The Lie Tree looked fascinating, but I wondered if it was my kind of book. Everyone who was quoted on the cover said it was ‘dark’ and compelling, and I cannot say that I am a fan of dark literature. I get scared too easily, and I don’t enjoy getting scared.
I decided to borrow it anyway and it was only when I got it home that I noticed that it was by Frances Hardinge.
I’ve read two books by her – A Face like Glass, which was gripping, and Fly by Night, which is famous, but not one that I enjoyed as much. If I’d read Fly by Night first, I may not have picked p anything else by Hardinge. But A Face like Glass was impressive, so The Lie Tree could go either way.
It went the right way.
For one, I found the protagonist superb. I can’t say I loved her because that really isn’t what the book wants. Faith Sunderly is too complex for that. She is a rebel who does not appear to be one. She is a secret activist in the Victorian age, and she does not quite know it yet. Living in her father’s shadow, she is determined to win his approval. She is also harshly critical of her mother and all her coy ploys. Finally, that’s how patriarchy works, right?

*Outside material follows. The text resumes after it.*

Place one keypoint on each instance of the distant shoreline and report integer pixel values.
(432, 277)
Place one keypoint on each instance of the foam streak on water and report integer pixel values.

When Faith discovers that her father had in his possession a Mendacity Tree, she thinks that she has found a way to answer all the questions that torment her. If you feed the tree with lies, you can learn secrets that are otherwise beyond your reach. The problem, though, is that Faith’s lies spiral out of control because her lies take on a life of their own …
A gripping read, I loved the power of the female characters in The Lie Tree. In an age when they needed to appear powerless, each one finds a channel for rebellion, which created for me a sense of triumph.
And finally, I love Faith’s ambition in life – she wants to be a bad example.